In una delle più belle villette sita lungo il lungomare Carducci, in Cesenatico, risalta la seguente iscrizione datata MCMXIV:
“Caudam quisque suam quatit insipienter asellus non secus ac vulgi lingua agitatur iners”.
Il fenomeno non è nuovo.
Invero anche nell’antica Roma il filosofo Lucio Anneo Seneca si era già posto l’interrogativo, nel suo celebre scritto De Constantia Sapientis, su quale dovesse essere la reazione della persona assennata a fronte dell’ingiuria e della contumelia dell’uomo insulso.
Al riguardo riporta un simpatico aneddoto sul ceffone ricevuto da Catone in pieno Foro da parte di un suo rivale, a fronte del quale il politico non manifestò alcuna reazione.
Interrogato sul perché della sua noncuranza, egli molto serenamente rispose che il medesimo contegno avrebbe tenuto a fronte del calcio di un asino; l’asino, infatti, non ha colpa di essere asino e, quindi, non ha neppure colpa della propria ignoranza, perché di questa nemmeno è consapevole.
L’ingiuria dell’asino, dunque, non reca offesa, perché l’ignoranza non oltrepassa i propri limiti e, dunque, non conosce se non che di se stessa. La logica infatti ci enuncia il “postulato di non contraddizione”; per cui, se è vero, come lo è, che ignorare è meno che sapere, è necessariamente anche vero che l’ignoranza non può che conoscere se non che dell’ignoranza, e mai potrà oltrepassare la soglia della conoscenza.

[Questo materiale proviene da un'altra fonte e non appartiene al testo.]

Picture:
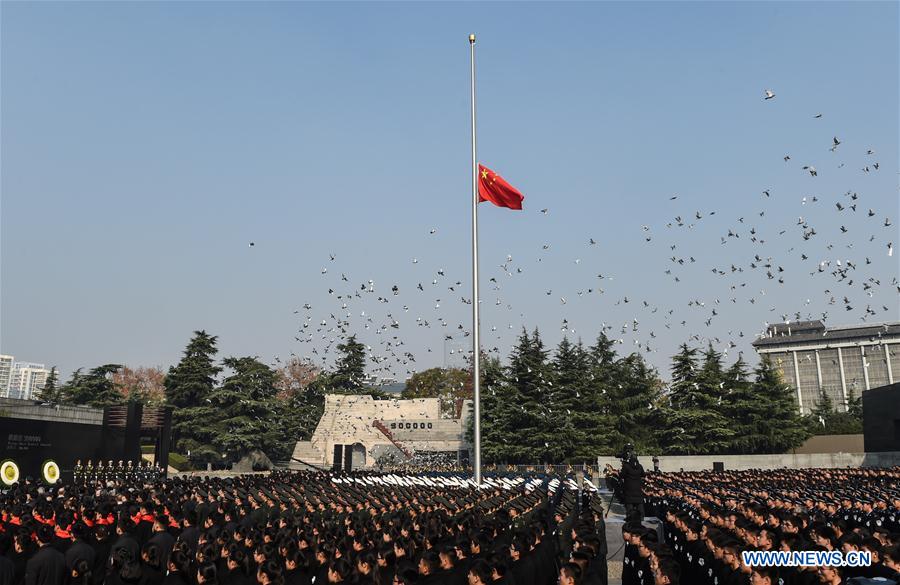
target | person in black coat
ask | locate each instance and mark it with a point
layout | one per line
(80, 549)
(632, 478)
(125, 542)
(7, 571)
(48, 565)
(19, 555)
(162, 539)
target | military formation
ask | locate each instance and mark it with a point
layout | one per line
(128, 471)
(710, 519)
(302, 528)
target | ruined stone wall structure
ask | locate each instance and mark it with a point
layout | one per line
(415, 425)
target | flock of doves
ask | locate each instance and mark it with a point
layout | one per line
(837, 278)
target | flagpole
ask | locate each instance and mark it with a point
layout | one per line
(476, 351)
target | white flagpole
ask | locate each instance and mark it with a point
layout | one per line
(476, 351)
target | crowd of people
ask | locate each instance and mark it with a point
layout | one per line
(141, 471)
(302, 528)
(710, 519)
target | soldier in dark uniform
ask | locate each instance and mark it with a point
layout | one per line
(632, 478)
(48, 565)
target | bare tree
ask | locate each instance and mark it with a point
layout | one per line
(295, 376)
(141, 384)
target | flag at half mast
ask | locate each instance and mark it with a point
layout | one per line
(492, 187)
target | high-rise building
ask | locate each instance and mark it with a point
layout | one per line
(27, 380)
(839, 361)
(6, 362)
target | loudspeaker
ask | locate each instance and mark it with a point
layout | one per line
(881, 417)
(338, 457)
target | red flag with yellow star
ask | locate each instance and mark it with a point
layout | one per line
(492, 187)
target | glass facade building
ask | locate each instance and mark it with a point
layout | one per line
(841, 362)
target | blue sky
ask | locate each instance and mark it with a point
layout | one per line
(144, 145)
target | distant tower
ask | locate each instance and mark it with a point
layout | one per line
(6, 363)
(27, 380)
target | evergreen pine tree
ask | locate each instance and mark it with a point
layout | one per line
(696, 424)
(497, 401)
(598, 399)
(566, 415)
(635, 405)
(240, 414)
(780, 423)
(744, 410)
(188, 386)
(528, 374)
(349, 376)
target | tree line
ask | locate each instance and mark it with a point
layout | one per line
(578, 403)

E’ dunque non l’insulto dell’asino, bensì il suo elogio che può arrecarci offesa ed al contempo atterrirci, perché se l’asino ci elogia è evidente che ci considera al suo pari e, così, di fronte all’elogio dell’asino, dovremmo interrogarci se non abbiamo commesso qualche errore.

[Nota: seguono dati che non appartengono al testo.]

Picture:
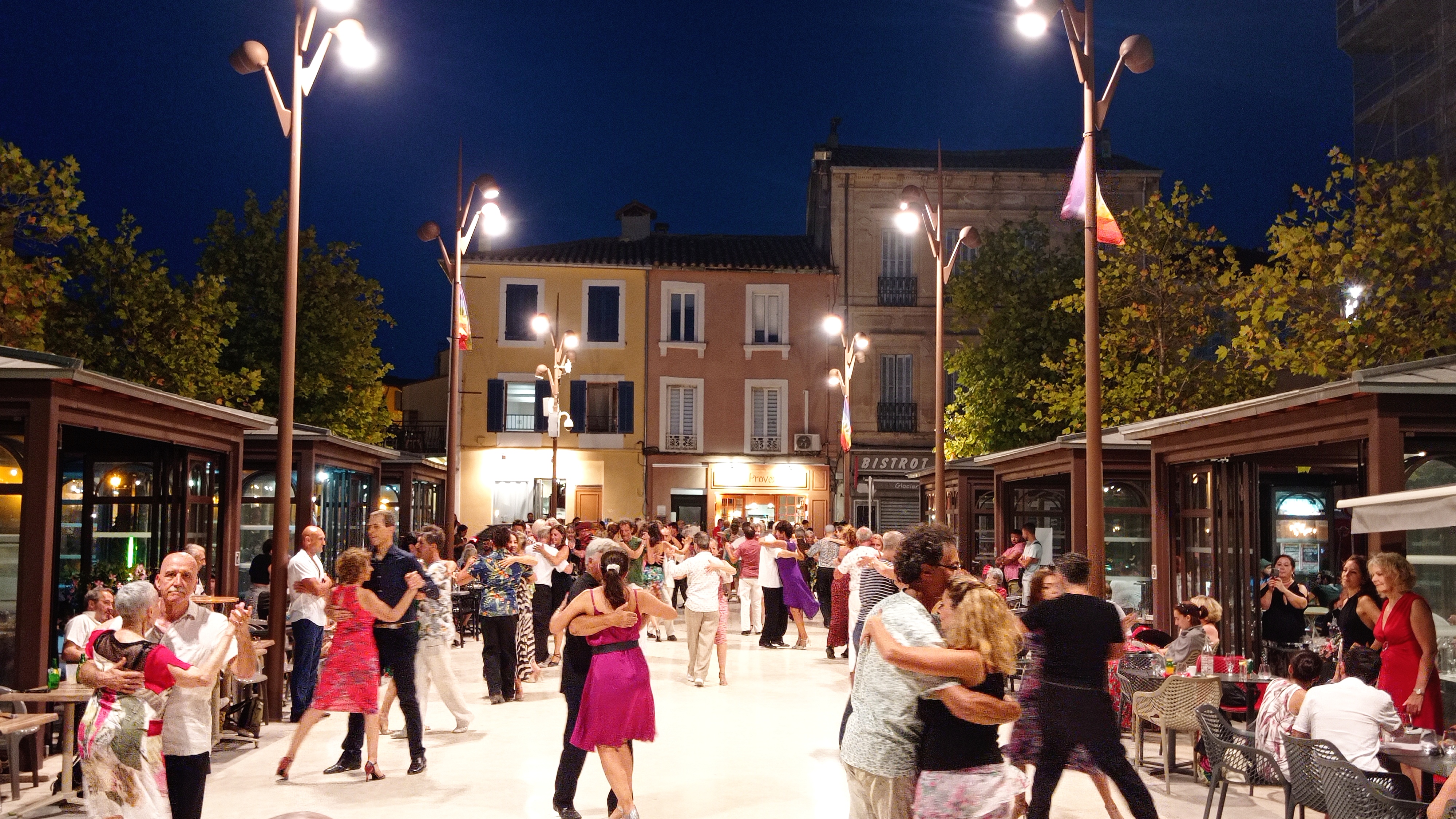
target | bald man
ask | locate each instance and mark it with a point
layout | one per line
(309, 589)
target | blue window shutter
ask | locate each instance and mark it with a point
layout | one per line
(579, 407)
(625, 422)
(496, 405)
(542, 391)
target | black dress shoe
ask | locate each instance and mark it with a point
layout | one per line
(344, 764)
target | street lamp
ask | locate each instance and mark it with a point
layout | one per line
(490, 219)
(564, 352)
(1136, 55)
(250, 58)
(917, 215)
(854, 352)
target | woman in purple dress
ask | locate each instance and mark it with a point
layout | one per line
(617, 701)
(797, 594)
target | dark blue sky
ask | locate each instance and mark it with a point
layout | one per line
(707, 111)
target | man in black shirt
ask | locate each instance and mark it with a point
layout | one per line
(1081, 634)
(576, 662)
(397, 642)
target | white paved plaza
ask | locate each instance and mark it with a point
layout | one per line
(761, 748)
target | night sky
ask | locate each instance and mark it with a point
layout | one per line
(705, 111)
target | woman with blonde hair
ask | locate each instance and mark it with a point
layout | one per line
(963, 774)
(1214, 613)
(1406, 637)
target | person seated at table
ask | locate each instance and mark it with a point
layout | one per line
(1352, 713)
(120, 735)
(1192, 637)
(1283, 699)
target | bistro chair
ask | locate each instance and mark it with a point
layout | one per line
(1353, 796)
(1233, 758)
(1171, 709)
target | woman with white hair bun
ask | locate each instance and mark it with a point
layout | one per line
(120, 735)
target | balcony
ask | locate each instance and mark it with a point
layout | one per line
(899, 290)
(896, 418)
(417, 436)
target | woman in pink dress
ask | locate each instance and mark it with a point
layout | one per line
(350, 677)
(617, 701)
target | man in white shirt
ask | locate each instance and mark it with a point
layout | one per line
(191, 633)
(100, 616)
(705, 575)
(1350, 713)
(309, 588)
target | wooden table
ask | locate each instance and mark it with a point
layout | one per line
(11, 728)
(69, 694)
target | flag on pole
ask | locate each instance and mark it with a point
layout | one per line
(462, 323)
(1074, 207)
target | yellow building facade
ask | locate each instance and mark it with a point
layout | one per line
(506, 460)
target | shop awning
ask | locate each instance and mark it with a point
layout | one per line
(1416, 509)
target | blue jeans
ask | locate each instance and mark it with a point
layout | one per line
(308, 642)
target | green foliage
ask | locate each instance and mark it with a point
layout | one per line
(124, 315)
(39, 218)
(1008, 292)
(339, 368)
(1388, 228)
(1161, 312)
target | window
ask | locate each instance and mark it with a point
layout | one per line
(896, 379)
(604, 320)
(682, 317)
(522, 304)
(602, 408)
(767, 318)
(521, 407)
(895, 254)
(767, 407)
(682, 419)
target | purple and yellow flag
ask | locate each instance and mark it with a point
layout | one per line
(462, 323)
(1075, 206)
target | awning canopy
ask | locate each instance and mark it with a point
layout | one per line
(1394, 512)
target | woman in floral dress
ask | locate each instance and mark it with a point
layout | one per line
(1026, 736)
(349, 680)
(120, 735)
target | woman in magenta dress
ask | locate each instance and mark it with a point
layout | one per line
(349, 680)
(617, 701)
(1406, 636)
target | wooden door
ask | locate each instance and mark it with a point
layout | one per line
(589, 503)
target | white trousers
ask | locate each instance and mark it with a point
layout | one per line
(751, 604)
(433, 665)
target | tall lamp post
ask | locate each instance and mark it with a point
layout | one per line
(490, 219)
(357, 53)
(918, 215)
(854, 352)
(1136, 55)
(564, 352)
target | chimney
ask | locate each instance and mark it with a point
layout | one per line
(637, 221)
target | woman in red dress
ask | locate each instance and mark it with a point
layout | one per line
(1406, 636)
(350, 677)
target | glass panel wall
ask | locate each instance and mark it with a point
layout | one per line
(1129, 540)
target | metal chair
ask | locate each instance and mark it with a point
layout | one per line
(1353, 796)
(1234, 758)
(1171, 709)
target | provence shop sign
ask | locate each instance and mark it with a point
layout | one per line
(893, 463)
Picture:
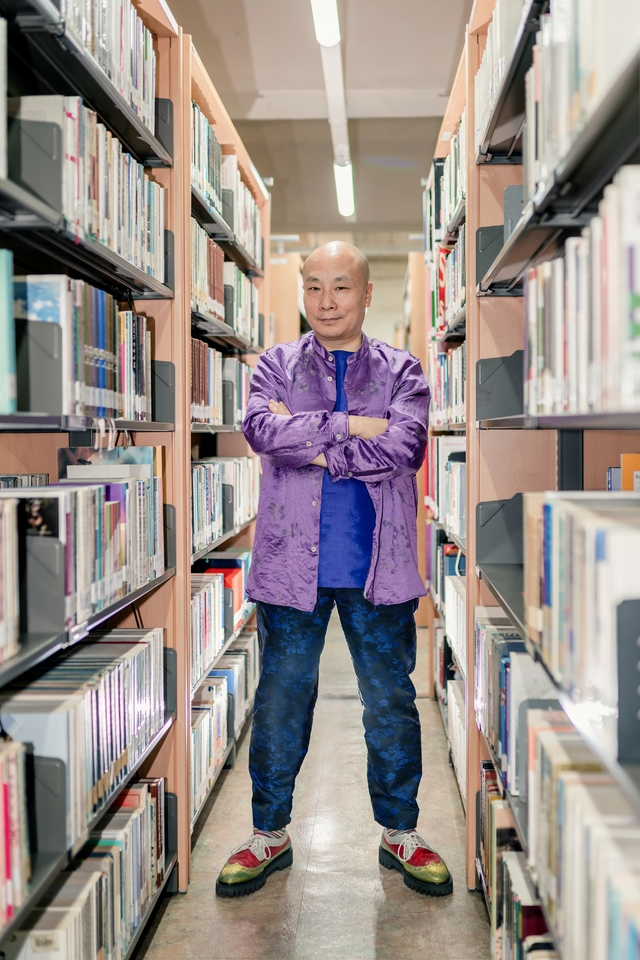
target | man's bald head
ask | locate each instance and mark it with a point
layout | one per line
(337, 292)
(338, 252)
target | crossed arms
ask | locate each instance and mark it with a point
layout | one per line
(368, 448)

Al contrario l’ingiuria dell’asino, così come la contumelia del meschino, ci lascia del tutto indifferenti, perché questi agita insipientemente la sua lingua così come l’asino agita vacuamente la sua coda.

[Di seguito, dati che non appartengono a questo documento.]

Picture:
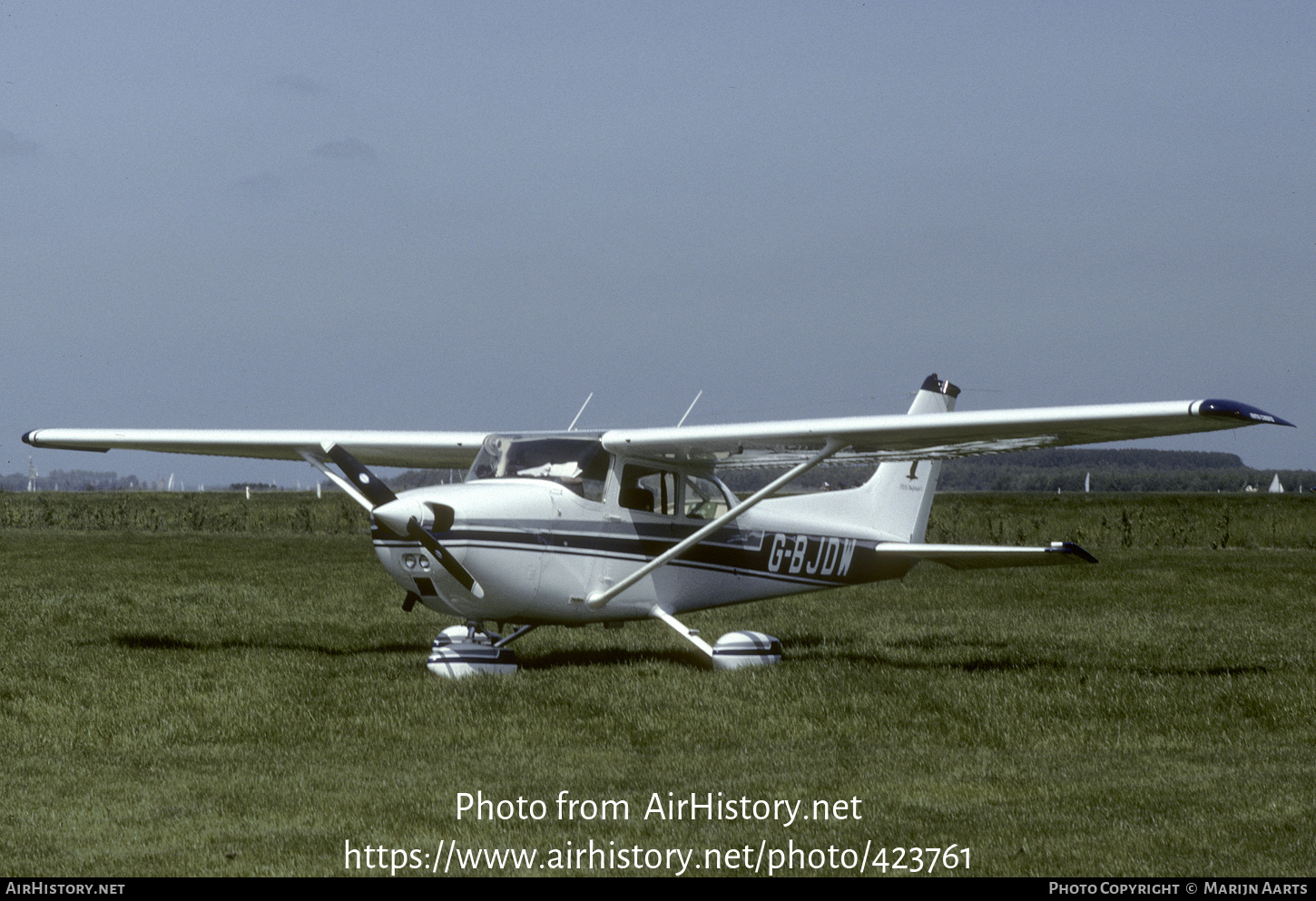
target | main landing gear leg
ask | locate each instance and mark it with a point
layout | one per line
(733, 650)
(470, 649)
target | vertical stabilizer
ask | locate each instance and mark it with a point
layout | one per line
(900, 492)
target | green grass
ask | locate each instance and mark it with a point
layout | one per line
(196, 702)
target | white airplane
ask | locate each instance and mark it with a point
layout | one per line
(574, 528)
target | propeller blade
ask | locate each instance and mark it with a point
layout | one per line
(380, 496)
(375, 491)
(445, 559)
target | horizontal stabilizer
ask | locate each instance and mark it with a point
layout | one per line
(985, 556)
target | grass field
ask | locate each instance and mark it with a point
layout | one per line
(201, 698)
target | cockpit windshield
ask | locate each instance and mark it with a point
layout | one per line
(576, 463)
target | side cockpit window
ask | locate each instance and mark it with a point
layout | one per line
(648, 489)
(704, 499)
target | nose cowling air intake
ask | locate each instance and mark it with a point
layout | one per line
(404, 517)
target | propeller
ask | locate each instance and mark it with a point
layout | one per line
(412, 518)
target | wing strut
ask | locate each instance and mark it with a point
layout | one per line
(598, 599)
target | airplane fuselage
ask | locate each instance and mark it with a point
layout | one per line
(535, 544)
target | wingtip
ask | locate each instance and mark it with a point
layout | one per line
(1233, 409)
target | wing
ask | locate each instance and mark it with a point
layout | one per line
(932, 436)
(424, 450)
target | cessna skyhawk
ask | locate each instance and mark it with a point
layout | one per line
(574, 528)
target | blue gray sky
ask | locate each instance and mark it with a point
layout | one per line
(471, 215)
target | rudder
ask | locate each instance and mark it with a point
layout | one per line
(900, 492)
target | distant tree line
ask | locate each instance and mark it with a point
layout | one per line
(1047, 470)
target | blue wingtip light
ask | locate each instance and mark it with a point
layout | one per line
(1232, 409)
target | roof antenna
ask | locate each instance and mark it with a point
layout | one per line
(572, 427)
(691, 406)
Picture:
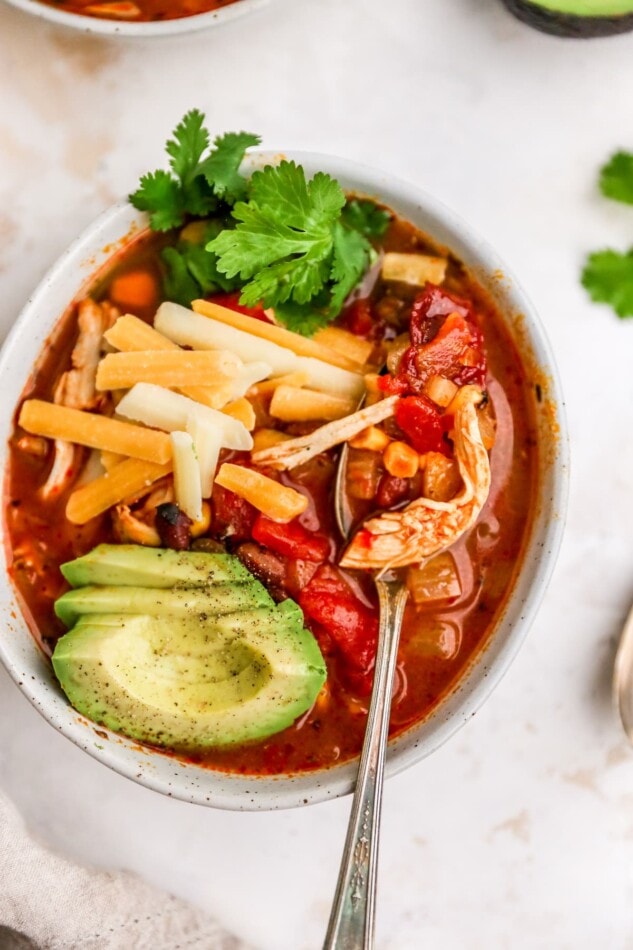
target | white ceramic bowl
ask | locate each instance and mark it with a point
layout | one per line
(32, 671)
(105, 27)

Se quindi recare ingiuria, come ritiene il Filosofo, è proprio degli uomini deboli, effeminati, presuntuosi ed insolenti, specularmente sentirsi toccati dall’offesa di questi miseri dimostrerebbe di non avere senso della misura né carattere, e ci renderebbe loro simili.
Chi è consapevole del proprio valore, dunque, non ha altra possibilità se non che utilizzare la più intangibile tra le virtù: l’indifferenza; e non curarsi del raglio dell’asino perché, come insegna Esopo, le persone intelligenti non disprezzano nessuno.